Johannesburg - African Christian Democratic Party (ACDP) leader the Rev Kenneth Meshoe on Tuesday slammed Archbishop Emeritus Desmond Tutu for his “homophobic God” statement, saying the cleric must keep his “unbelief” to himself.
Meshoe was reacting to Tutu’s statement made at the UN launch of its campaign to promote the fair treatment of lesbians and gays.
Tutu reportedly said he did not support a “homophobic God” and would refuse to go to a “homophobic heaven”.
Said Meshoe: “Archbishop Desmond Tutu is out of order when he alleged that God is a homophobic God, and that he finds fault with Scriptures that teach that a homosexual lifestyle is a sin before God.
“We ask Archbishop Tutu not to confuse people who respect the Scriptures, and we advise him to keep his unbelief to himself if he does not believe in the teachings of the holy Bible.”
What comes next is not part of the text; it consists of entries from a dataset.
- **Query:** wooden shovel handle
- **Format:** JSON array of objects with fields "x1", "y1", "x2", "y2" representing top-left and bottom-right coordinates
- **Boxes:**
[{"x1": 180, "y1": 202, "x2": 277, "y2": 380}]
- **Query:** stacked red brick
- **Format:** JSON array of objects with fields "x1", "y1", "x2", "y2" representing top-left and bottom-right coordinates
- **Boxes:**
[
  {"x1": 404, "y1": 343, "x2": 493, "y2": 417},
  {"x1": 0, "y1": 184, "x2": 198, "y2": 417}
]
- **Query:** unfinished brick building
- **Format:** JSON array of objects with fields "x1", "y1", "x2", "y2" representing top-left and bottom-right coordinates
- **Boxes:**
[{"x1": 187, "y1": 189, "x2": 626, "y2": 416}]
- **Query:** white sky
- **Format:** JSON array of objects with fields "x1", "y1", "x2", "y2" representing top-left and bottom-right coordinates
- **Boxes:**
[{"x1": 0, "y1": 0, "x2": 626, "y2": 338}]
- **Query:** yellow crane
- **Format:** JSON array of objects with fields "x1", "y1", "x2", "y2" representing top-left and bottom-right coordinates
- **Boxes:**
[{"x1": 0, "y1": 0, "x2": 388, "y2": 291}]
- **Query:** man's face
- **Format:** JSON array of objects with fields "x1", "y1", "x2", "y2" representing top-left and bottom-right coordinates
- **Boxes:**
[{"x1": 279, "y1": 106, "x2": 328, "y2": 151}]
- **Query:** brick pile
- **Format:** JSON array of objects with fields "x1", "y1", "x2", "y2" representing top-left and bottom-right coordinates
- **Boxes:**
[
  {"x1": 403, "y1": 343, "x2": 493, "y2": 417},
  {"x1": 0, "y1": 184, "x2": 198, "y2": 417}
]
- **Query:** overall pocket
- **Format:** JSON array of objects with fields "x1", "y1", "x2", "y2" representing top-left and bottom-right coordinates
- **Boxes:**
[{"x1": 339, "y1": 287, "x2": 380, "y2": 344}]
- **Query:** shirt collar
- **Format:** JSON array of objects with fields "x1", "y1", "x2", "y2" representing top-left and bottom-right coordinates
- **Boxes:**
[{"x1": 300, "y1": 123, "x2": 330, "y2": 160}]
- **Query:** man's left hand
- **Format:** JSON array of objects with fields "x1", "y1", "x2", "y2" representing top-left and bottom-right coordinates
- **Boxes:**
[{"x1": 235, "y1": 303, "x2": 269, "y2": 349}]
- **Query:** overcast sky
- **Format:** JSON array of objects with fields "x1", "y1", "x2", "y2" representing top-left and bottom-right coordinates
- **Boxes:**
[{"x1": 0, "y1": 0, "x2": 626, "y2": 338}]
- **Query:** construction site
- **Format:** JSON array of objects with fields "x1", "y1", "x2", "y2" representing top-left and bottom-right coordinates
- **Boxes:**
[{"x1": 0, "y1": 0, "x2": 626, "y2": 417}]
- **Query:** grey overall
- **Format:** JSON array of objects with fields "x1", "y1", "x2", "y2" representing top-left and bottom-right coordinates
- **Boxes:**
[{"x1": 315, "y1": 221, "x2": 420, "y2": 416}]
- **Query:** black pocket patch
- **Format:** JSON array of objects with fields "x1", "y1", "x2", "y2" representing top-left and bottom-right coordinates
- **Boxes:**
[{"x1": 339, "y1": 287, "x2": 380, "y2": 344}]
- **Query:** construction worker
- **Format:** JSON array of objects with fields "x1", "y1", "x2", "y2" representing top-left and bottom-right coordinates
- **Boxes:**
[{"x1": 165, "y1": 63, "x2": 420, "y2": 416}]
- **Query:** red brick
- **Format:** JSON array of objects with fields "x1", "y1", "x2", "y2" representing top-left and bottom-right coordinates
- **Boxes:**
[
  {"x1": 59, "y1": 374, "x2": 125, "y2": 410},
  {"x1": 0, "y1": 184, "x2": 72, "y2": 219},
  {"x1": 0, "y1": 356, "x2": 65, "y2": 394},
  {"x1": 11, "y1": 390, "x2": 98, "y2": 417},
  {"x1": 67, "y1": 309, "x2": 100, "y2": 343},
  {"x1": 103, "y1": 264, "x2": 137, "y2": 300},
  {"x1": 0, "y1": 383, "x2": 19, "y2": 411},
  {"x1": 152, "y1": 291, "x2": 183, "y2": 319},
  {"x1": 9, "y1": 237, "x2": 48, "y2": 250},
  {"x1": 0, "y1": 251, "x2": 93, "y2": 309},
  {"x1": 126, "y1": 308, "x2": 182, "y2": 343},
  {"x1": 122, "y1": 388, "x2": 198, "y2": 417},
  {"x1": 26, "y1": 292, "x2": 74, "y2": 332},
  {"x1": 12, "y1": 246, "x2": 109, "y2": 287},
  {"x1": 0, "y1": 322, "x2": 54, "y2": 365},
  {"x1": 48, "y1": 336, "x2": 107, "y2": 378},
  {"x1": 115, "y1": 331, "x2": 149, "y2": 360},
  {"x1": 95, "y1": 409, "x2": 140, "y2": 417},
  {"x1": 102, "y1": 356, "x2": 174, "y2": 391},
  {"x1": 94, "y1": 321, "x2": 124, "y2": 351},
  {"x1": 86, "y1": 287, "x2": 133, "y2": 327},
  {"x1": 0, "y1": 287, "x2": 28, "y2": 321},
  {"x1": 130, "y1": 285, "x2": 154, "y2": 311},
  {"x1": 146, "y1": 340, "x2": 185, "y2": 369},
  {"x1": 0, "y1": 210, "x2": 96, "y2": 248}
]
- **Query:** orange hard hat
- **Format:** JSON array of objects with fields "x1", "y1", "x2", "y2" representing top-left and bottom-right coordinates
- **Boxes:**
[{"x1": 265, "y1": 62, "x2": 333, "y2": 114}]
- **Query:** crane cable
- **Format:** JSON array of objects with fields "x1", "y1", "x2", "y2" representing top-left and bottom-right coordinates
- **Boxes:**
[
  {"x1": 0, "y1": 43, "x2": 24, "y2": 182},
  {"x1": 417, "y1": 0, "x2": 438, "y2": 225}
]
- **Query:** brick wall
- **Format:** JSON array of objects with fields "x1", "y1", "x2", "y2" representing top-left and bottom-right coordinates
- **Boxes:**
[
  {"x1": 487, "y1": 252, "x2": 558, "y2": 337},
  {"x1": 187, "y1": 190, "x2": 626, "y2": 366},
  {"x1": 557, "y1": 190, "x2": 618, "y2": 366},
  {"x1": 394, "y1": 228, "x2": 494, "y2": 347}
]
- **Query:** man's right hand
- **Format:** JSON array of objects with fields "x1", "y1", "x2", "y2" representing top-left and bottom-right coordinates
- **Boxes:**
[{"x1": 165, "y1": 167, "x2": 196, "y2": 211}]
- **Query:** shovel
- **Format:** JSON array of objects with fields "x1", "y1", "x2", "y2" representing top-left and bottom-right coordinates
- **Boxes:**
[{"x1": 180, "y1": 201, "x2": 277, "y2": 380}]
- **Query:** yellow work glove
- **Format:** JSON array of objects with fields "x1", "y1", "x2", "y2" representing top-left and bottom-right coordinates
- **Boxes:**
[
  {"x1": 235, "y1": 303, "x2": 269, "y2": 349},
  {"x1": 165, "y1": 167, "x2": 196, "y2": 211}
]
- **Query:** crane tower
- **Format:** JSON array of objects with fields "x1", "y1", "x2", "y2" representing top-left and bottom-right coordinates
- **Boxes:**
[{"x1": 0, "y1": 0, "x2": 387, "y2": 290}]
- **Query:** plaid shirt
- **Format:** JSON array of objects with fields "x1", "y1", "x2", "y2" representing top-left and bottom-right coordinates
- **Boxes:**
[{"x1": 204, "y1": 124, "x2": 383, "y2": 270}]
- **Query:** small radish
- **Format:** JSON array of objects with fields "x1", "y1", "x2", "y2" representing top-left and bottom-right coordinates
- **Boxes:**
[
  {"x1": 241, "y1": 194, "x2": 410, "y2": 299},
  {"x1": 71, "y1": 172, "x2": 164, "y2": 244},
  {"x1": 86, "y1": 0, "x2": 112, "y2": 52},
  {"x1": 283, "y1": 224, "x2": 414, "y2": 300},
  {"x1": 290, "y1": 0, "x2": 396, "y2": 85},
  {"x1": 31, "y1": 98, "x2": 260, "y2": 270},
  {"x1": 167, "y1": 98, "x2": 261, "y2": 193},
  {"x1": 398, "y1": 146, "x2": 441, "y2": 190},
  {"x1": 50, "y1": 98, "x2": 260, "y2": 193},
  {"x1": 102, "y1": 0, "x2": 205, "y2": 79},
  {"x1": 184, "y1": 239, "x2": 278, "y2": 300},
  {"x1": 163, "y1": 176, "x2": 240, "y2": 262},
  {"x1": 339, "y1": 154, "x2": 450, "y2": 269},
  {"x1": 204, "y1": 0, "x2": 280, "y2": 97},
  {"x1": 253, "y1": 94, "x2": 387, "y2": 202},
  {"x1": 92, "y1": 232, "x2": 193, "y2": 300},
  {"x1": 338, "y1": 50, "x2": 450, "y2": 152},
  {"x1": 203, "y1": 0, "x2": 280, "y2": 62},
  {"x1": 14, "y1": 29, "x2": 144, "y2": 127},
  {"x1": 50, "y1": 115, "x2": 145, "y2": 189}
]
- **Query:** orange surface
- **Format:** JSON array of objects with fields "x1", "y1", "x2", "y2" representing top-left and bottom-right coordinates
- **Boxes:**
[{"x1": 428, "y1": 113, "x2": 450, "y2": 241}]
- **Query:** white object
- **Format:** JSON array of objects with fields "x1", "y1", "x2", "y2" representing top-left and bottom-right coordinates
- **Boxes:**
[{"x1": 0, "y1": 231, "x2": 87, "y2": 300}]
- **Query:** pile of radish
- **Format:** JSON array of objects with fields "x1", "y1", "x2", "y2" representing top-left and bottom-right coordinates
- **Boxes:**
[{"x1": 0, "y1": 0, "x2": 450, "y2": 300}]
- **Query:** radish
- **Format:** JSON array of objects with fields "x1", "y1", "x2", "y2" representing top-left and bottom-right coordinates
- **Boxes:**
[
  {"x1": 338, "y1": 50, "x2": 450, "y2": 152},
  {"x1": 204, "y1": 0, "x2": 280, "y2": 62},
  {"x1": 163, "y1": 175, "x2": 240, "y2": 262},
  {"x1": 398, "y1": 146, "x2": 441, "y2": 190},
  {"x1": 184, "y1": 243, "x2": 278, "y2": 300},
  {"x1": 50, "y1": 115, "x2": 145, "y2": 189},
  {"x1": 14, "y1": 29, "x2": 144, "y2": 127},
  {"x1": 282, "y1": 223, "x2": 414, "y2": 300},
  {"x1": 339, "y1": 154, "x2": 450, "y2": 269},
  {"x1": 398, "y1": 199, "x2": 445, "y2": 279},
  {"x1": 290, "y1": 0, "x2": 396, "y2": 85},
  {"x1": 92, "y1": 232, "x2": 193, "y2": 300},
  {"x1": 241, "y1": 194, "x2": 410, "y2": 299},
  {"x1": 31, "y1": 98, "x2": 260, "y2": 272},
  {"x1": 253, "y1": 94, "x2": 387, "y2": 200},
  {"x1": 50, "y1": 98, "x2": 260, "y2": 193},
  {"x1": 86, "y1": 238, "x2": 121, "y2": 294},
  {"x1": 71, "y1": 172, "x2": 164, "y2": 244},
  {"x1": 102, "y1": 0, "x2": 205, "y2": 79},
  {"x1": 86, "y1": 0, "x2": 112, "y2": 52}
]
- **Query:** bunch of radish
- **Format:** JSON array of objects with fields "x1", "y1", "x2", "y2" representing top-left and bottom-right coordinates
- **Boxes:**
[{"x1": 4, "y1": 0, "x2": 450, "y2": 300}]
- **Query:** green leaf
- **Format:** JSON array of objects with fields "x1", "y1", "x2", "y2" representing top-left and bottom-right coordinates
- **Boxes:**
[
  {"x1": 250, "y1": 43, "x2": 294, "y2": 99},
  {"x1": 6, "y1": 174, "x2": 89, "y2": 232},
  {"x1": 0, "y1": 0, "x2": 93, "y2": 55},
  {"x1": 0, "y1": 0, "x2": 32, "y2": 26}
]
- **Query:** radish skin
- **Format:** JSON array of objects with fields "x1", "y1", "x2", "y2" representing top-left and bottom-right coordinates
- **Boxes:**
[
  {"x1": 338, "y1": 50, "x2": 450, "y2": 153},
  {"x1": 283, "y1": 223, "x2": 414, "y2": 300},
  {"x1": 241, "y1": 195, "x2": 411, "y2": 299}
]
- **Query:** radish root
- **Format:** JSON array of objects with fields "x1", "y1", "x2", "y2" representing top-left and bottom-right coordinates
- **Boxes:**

Meshoe said there was no Scripture that “teaches us that God hates anybody”.
“If sinners cannot live up to the standard of the word of God, they should not find fault with the Scripture. We urge all those whose conduct and morals violate scriptural teaching to repent from their sins, be they adulterers, homosexuals, murderers or rapists,” said Meshoe, who recently resigned as an MP.
Meshoe’s statement follows Zimbabwean President Robert Mugabe’s attack on the Nobel laureate, urging him to atone after his speech.
Meanwhile, Pope Francis reached out to gays on Monday, declaring that it was not his place to judge them.
Speaking to journalists as he flew back to Rome from a high-profile trip to Brazil, the pope said: “If someone is gay and seeks the Lord with good will, who am I to judge?”
“The problem is not having this orientation, it is lobbying. That’s the most serious problem.”
The pope had admitted in June that there was a “gay lobby” in the Vatican’s secretive administration, the Roman Curia.
This followed earlier Italian media reports claiming that a secret report by cardinals investigating Vatican leaks included allegations of corruption and blackmail attempts against gay clergymen, and on the other hand, favouritism based on gay relationships.
“I have not seen anyone at the Vatican who is registered as gay on his identity card,” he said, adding, however: “We acknowledge that there are (gays).”
Gays and lesbians should be “treated with respect, compassion and sensitivity, without discrimination”, he said.